The two factors that go into consideration when planning a complete energy system when using permanent magnet generators are the following:
• An increase in rpm will increase the voltage.
• An increase in load will lower the voltage.
There can be two alternators of the same size but a change in the winding will allow one to be designed to run at a low range of RPM and the other designed to run at very high RPM. They could be rated for different power and operate at different V or I.
Voltage of a permanent magnet alternator varies on the length of the stator wire and the RPM of the alternator. But how the current amount varies? What makes a permanent magnet alternator/generate current high and low?
Normally the alternator will have the magnet in the rotor so there will be a varying flux in the pole pieces in the stator.
The voltage produced will depend on the rate of change of flux which will be dependent on the rotor speed and the number of turns on the pole pieces. A lot of turns gives a high voltage but the wire will be thin so current capability will be low. A few turns means the wire can be thicker so low voltage but high current.
The power will be the same in each case.
To get more power, get a bigger machine.
Once you have the machine working, you can get different voltages and current by using a transformer.
Can we use a small motor to drive the big alternator to generate more power since the voltage is related to rpm, so we can get free energy?
The law of conservation of energy tells that it is not possible.
Yes, it’s true, higher rpm, higher voltage.

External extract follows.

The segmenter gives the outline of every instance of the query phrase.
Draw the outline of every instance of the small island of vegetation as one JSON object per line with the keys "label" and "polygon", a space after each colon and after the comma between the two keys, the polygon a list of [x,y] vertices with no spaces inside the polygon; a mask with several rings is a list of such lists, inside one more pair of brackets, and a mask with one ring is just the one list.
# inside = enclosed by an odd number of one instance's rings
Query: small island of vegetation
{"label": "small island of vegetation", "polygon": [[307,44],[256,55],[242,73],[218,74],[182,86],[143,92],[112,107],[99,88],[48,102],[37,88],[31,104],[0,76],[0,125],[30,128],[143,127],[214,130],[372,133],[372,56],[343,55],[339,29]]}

But there is a very important element: Torque!
The formula of rated torque is 9550 x rated power ÷ rpm x power factor. The higher load, the higher torque.
Think about when riding a bike, you can make it very fast when there is nobody on it, but it difficult when a person sits on it, and more difficult with two persons on it.
So if you are trying to use a 5kw 300rpm motor to drive a 50kw 300rpm alternator, don’t forget the torque of the machine.